90% of rural houses to get piped water by 2022: President

New Delhi: President Ram Nath Kovind on Tuesday said the government has made a “sacred commitment” of covering 90 percent of Indian rural households with piped water supply by 2022 when the country completes 75 years of Independence.

Inaugurating India Water Week-2017 here, the President said access to water was a byword for human dignity and that providing safe drinking water to people living in 600,000 villages and urban areas was not just a project proposal for the government.

“It is a sacred commitment. The government has prepared a strategic plan for ensuring drinking water supply in all rural areas by 2022. By that year, the goal is to cover 90 percent of rural households with piped water supply. We cannot fail,” he said.

He said while water was fundamental to the economy and to ecology — and to human equity, the issue of scarcity of water was becoming still more critical in view of climate change and related environmental concerns.

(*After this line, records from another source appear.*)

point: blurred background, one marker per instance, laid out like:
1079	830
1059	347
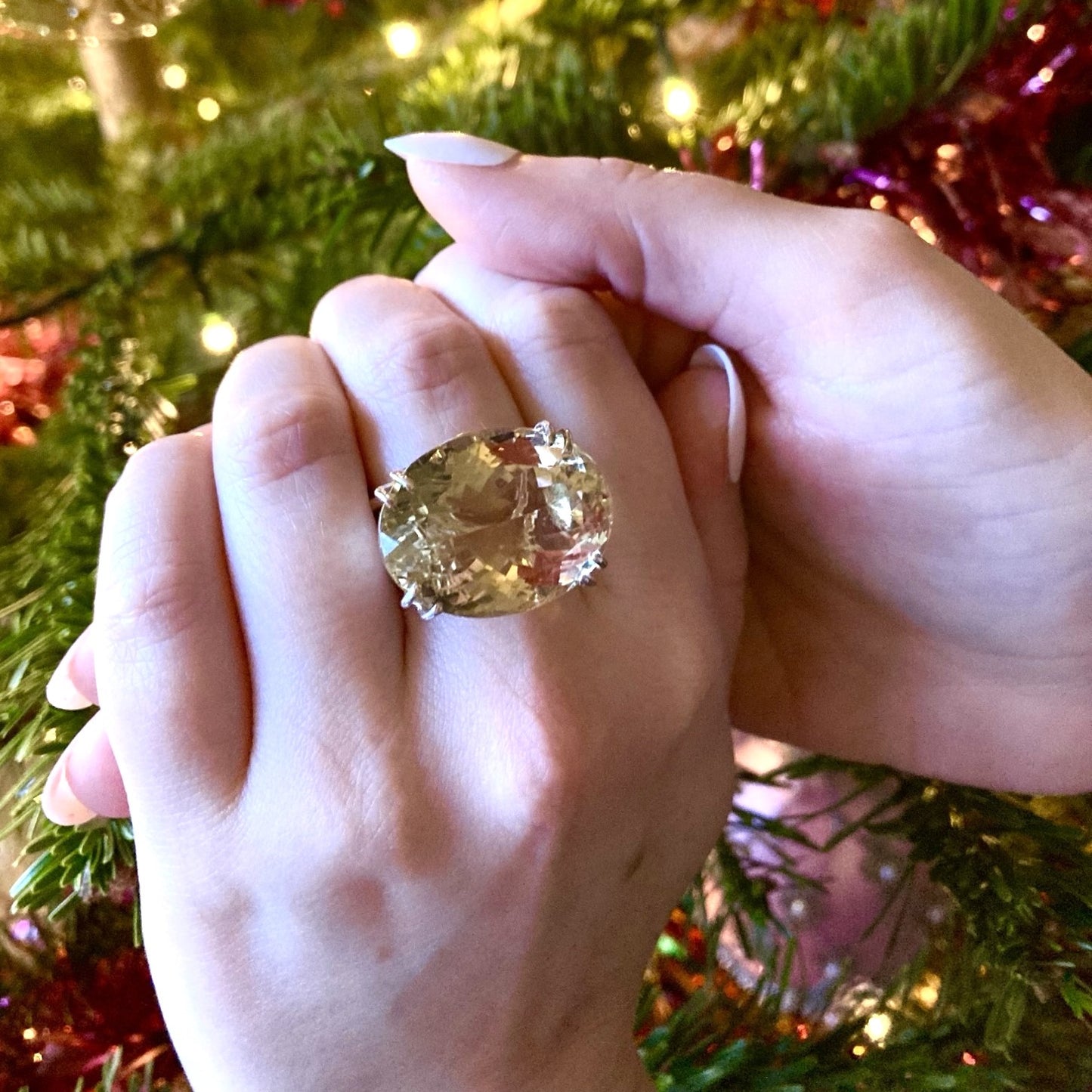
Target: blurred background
179	179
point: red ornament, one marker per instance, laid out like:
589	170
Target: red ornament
35	360
971	175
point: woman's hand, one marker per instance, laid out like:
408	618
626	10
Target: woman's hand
382	853
917	493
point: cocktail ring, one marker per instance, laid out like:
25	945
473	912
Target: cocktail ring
493	523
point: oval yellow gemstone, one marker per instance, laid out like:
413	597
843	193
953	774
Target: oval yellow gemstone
495	523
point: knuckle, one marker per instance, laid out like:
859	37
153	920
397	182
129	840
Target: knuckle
625	172
150	589
153	598
427	358
869	234
561	323
267	441
339	306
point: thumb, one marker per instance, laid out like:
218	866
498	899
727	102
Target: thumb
714	255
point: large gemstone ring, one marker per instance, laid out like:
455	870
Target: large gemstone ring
493	523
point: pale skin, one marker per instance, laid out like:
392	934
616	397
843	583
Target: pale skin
450	844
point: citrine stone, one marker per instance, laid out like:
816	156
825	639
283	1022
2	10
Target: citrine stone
495	523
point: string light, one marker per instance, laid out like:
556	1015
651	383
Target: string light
679	98
877	1027
403	39
175	76
927	991
218	336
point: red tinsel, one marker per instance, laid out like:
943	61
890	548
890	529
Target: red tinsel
972	174
63	1013
35	360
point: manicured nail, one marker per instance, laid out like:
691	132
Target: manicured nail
61	691
461	149
713	355
58	800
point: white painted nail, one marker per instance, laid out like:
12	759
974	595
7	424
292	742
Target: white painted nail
738	410
61	691
461	149
59	803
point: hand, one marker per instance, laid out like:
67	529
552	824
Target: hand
382	853
917	491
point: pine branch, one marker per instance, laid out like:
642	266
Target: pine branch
810	81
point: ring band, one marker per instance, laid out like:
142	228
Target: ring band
493	523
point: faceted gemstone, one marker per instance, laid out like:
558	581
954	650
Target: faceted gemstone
495	523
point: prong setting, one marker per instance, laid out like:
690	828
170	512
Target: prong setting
592	565
427	608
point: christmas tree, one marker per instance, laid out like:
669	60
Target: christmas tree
181	179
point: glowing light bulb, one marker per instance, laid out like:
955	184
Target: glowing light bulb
877	1027
403	39
680	98
175	76
218	336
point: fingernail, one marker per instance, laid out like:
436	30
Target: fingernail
461	149
714	356
61	691
58	800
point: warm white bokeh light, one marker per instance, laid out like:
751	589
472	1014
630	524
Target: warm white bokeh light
218	336
680	98
403	39
175	76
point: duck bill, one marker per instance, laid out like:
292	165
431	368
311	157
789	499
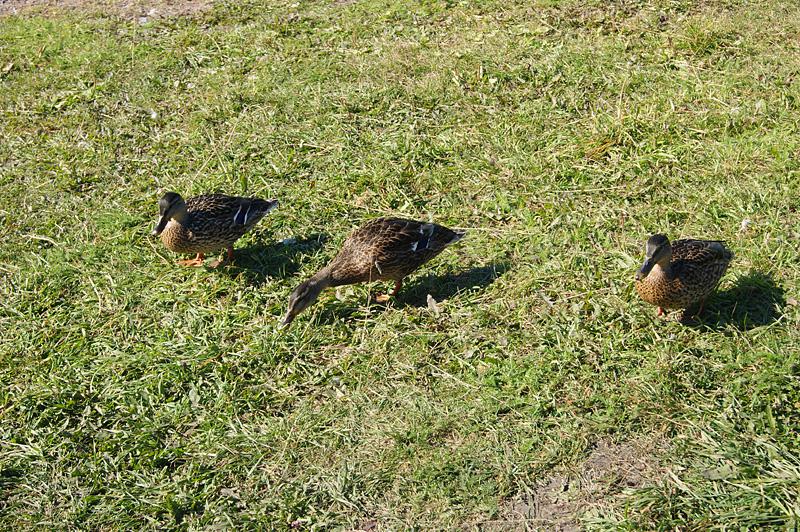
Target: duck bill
644	271
161	225
287	321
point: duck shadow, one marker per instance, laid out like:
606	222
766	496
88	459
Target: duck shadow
753	301
443	287
258	263
440	287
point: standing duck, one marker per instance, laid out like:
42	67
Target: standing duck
678	275
383	249
207	223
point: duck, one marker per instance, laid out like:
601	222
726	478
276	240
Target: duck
680	274
383	249
207	223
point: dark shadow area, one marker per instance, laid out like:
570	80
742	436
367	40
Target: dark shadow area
258	263
755	300
443	287
440	287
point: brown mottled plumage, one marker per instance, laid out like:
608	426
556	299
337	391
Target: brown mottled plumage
207	223
678	275
383	249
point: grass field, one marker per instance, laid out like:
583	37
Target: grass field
542	394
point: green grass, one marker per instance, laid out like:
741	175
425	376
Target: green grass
137	394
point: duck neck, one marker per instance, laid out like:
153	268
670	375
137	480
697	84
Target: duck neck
323	278
664	268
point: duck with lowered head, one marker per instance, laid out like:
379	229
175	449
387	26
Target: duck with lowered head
383	249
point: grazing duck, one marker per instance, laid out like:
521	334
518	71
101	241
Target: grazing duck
678	275
383	249
207	223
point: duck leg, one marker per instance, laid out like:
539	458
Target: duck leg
195	262
383	298
217	262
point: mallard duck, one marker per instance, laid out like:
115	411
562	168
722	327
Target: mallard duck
383	249
678	275
207	223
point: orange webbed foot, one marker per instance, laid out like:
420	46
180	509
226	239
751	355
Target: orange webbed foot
195	262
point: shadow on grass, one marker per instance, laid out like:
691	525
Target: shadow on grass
440	287
258	263
755	300
443	287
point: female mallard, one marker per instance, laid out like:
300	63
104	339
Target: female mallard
680	274
207	223
384	249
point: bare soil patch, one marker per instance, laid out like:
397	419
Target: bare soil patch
558	502
134	9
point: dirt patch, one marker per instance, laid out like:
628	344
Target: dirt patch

“Better and more efficient use of water is a challenge for Indian agriculture and industry alike. It requires us to set new benchmarks in both our villages and in the cities we build.”

He said currently, 80 percent of water in India was used by agriculture and only 15 percent by industry.

But the ratio, he asserted, is expected to change in the coming years as the demand for water would also rise.

“Efficiency of water use and reuse, therefore, has to be built into the blueprint of industrial projects. Business and industry need to be a part of the solution.”

He observed that 40 billion liters of wastewater was produced every day in urban India which made it vital to adopt a technology to reduce the toxic content of the wastewater and to deploy it for irrigation purposes.

He called for water management approach to be localized so that it empowered villages and neighborhood communities and built their capacity to manage, allocate and value their water resources.

“Any 21st-century water policy must factor in the concept of the value of water. It must encourage all stakeholders, including communities, to expand their minds — and to graduate from allocating a quantum of water to allocating a quantum of benefits.”